Fizzle: I didn't see vertical social networks—which connect people who share specific problems, interests, or experiences—take off as they should, especially for people who live in condos or gated communities in Latin America. Several cities in Brazil are very vertical, and people don't know their neighbors, but there’s no Nextdoor. When COVID hit, I thought that was the moment for something similar, but it didn’t pan out.
Hot take: I still believe vertical social networks that tie people together because they have the same profession, or because they live in the same region, or because they have the same disease, will take off eventually in this region.
Taylor Brandt, Investor, New York City, US
Sizzle: More Gen Z founders and consumers are entering the market, bringing marked differences compared to Millennials like myself, which can be hard for investors to understand. They care more about trends such as sustainability, work/life balance, betting on wealth creation in Crypto and NFT's, and more willingness to make digital friends.
Fizzle: I was surprised by the continued growth of the public markets in 2021 in seemingly uncertain times for many. Additionally, I was fairly skeptical about the recovery of NYC. It has rebounded faster than ever and become a new tech hub.

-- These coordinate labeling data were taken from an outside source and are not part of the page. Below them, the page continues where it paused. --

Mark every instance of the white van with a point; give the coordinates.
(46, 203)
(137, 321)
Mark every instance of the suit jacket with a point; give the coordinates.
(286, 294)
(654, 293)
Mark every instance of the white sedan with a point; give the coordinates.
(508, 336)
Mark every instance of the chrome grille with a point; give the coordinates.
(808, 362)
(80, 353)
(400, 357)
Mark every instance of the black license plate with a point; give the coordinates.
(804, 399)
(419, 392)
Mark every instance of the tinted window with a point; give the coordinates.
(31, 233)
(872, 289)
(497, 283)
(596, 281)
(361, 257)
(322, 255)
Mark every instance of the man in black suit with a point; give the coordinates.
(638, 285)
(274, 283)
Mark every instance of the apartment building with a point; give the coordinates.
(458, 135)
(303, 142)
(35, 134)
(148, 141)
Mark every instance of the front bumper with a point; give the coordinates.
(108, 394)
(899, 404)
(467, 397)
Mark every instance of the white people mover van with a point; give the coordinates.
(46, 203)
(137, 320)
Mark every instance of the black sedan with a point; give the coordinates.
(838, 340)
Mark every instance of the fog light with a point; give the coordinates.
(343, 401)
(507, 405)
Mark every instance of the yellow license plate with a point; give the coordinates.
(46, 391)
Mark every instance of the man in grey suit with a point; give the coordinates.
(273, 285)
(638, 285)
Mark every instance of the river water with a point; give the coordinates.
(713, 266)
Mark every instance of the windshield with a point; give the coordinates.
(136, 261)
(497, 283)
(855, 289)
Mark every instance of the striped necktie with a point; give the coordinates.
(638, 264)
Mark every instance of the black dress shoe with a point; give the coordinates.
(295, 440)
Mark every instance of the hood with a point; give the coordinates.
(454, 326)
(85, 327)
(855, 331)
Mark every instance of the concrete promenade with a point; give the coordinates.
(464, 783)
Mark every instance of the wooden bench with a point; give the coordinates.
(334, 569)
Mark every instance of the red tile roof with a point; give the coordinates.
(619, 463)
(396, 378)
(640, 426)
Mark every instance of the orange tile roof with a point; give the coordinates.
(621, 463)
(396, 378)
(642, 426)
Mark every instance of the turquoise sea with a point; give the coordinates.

Hot Take: I think we will see a decrease in digital health companies. After the initial impact of COVID, we saw a quick rise and success of many, but believe that there will be a cap on the entrants in this market and consolidation will start to happen in 2022 amongst a few key players.
Nicolas Von Blottnitz, Investor, Working and Surfing from Bali, Indonesia + Kauai, US
Sizzle: I believe software as a service businesses aren’t going anywhere. Today, consumers aren’t willing to download apps like they were 10 years ago, and it’s tougher to build app companies as a result. This year, decentralized finance exploded; there are a steady stream of new companies and massive growth in web traffic.
Fizzle: When I joined the venture capital industry four years ago, everyone believed the valuations were so high. Since then, the average round size, and therefore valuation, is at least two, if not three times larger, which is something that probably everyone would like to have known back then.
Hot Take: I believe there's going to be a bit of a changing of the guards in a lot of the venture firms, therefore investing styles are going to change. People who didn't live through major crashes will probably have more check writing power than ever before, which will trigger a very different philosophy that could be less risk-averse.
Genevieve Crawford, Investor, San Francisco, US
Sizzle: API-first businesses are transforming the economy with new innovations that we never thought possible before. 2021 was only the early innings of this paradigm shift in the evolution of modern technology. The API-ficiation of everything is coming.
Fizzle: Investing in consumer became substantially less fun as privacy changes have made customer acquisition harder and significantly more expensive.
Hot take: Berserk pace of fintech investing to continue its record streak, but private market valuations really need to come back to earth (ideally, sooner rather than later!). Otherwise, Seed truly becomes the new Series A, and the world will continue to get exponentially crazier.